Pretty nice for a home set up! A friend of mine and I used a couple of pieces of PVC one slipped inside the other with a tape measure attached and 90s on the ends for Toe. We had a simple angle finder originally for camber and then I went all out and bought a digital unit (I think it was a SmartCamber?) - this was back in the '90s. We used these mechanical lever scales (they actually used bathroom scales) to corner balance the car - IIRC they were called Ruggle Scales? Ah the things you do grass-roots racing...
It's a lot less tedious than using string. Back in June 2017, I was still using string. It's rare for me to bring that out and doing all the back and forth setup alignment of the string to the vehicle, unless I really, really have to. And that only got me toe. I can live with a little dog tracking.
Took the starter on and off to may times and took the oil cooler cover off too many times. I spent a little time backflushing oil cooler and doing distilled water flush and fill then added ELC. Next time! Fumoto valve for passenger side drain plug and FixUr6 oil cooler cover. One more starter removal and cover removal; then I’m only going to take off that starter when I need a new starter, and I’m never taking that oil cooler for any reason!
Over the last week I dropped my f350 off at the shop, today paid for it. Will pick up tonight. Almost $900 for 2 brake calipers, vac actuator, outer tie rod end, assorted brake lines, hoses and fittings, plus labor. Now I gotta get the engine leak looked into.
Oil Change, fuel filters, installed a rebuild cluster from circuit medics.
Back flushed the oil cooler, changed thermostat, installed a coolant filter. Drove around a bit, went to work and found it pissing out the front driver side. I will be tracking down this bloody leak now after work.
Oil Change, fuel filters, installed a rebuild cluster from circuit medics.

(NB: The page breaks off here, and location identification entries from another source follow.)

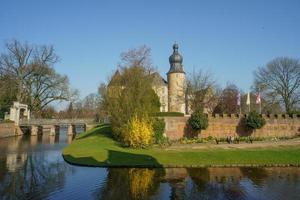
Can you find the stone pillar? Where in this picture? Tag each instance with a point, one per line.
(33, 139)
(176, 92)
(70, 138)
(52, 130)
(52, 139)
(34, 130)
(70, 129)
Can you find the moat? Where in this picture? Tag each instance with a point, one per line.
(33, 168)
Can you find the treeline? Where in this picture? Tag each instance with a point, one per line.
(27, 75)
(277, 83)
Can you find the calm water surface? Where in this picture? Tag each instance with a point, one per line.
(33, 168)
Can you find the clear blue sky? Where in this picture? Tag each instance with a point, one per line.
(230, 38)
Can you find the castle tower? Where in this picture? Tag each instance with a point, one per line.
(176, 82)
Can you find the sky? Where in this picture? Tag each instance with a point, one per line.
(231, 38)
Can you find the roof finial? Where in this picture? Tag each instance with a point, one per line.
(175, 47)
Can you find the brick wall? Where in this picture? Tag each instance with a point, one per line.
(7, 130)
(222, 126)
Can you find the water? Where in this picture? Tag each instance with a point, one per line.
(33, 168)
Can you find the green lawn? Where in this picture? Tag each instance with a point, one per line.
(97, 148)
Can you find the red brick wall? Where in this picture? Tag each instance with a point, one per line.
(233, 125)
(7, 129)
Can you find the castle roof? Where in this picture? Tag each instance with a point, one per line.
(175, 61)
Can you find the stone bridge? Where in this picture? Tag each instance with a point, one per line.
(37, 126)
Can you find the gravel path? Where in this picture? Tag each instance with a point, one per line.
(242, 145)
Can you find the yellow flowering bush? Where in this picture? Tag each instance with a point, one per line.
(138, 132)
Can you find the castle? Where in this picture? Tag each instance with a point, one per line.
(171, 93)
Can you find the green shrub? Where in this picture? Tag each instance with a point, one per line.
(255, 121)
(8, 121)
(168, 114)
(158, 126)
(198, 120)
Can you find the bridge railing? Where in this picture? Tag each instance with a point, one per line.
(24, 122)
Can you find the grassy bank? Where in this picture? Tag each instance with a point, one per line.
(97, 148)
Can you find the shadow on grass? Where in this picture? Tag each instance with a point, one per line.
(103, 129)
(116, 159)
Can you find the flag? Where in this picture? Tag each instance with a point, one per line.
(248, 99)
(258, 99)
(238, 99)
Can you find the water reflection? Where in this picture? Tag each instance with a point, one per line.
(33, 168)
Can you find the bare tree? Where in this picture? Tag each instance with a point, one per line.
(140, 56)
(32, 75)
(228, 100)
(279, 81)
(202, 91)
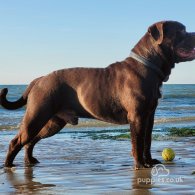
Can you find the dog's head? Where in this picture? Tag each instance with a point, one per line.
(165, 44)
(176, 44)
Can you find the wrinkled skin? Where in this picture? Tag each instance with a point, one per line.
(125, 92)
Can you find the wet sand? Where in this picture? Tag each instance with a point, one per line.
(74, 164)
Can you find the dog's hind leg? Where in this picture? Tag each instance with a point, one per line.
(35, 118)
(53, 126)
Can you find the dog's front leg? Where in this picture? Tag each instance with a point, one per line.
(147, 143)
(138, 125)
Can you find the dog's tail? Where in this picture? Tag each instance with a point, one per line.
(18, 103)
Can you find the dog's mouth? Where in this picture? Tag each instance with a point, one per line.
(186, 54)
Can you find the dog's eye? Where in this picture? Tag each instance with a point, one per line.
(181, 33)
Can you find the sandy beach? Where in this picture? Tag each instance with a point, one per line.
(80, 165)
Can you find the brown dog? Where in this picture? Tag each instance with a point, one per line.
(125, 92)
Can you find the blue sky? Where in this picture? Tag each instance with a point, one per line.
(39, 36)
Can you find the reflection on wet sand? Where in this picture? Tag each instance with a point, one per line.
(24, 183)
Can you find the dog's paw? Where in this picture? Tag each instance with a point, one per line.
(31, 161)
(139, 166)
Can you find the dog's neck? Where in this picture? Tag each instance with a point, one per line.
(148, 64)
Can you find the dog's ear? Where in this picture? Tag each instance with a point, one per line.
(156, 31)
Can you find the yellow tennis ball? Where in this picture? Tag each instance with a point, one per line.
(168, 154)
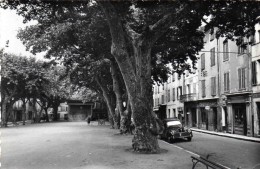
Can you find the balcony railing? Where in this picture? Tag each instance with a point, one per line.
(188, 97)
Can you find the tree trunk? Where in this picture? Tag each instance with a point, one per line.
(118, 92)
(109, 102)
(46, 114)
(4, 113)
(24, 111)
(55, 112)
(137, 76)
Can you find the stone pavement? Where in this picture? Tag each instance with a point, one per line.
(77, 145)
(235, 136)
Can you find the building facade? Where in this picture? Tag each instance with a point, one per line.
(256, 80)
(167, 96)
(223, 94)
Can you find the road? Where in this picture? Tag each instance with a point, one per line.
(76, 145)
(230, 152)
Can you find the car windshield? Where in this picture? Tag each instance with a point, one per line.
(174, 124)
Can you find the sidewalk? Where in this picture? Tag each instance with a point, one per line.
(77, 145)
(235, 136)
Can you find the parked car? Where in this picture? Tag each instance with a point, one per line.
(173, 129)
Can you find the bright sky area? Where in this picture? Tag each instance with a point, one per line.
(10, 23)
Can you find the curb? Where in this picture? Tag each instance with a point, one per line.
(253, 139)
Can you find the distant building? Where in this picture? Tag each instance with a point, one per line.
(256, 80)
(79, 110)
(166, 98)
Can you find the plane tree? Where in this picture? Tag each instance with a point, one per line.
(21, 78)
(136, 28)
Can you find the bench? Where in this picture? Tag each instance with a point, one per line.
(206, 162)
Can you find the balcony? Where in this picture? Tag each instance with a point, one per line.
(188, 97)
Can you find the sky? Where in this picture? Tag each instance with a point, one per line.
(10, 23)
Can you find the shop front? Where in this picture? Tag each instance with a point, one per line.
(239, 114)
(208, 115)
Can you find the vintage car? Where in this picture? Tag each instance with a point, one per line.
(173, 129)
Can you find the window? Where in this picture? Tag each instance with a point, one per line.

Back flushed the oil cooler, changed thermostat, installed a coolant filter. Drove around a bit, went to work and found it pissing out the front driver side. I will be tracking down this bloody leak now after work.
Check for a cracked wye (Y) under the degas tank, make sure you got all your connections tightened back up after the flush...
Replaced a HID lamp today on my fresh headlight install . So-far so-good. One bulb just wouldn’t light every time. I Swapped the problem bulb from side to side and the problem went with it. Weird it was intermittent. I’m a noob with this stuff but I’ve noticed there is a small, relatively inexpensive device referred to as an igniter available, I’m thinking that function would be included in the ballasts but maybe that’s something I might need to add to my system if I continue to have issues? The bulbs do light up gradually and take 7-10seconds to get near full brightness. The factory installed ones in my wife’s car take a couple seconds and build up gradually in brightness too but it’s much faster.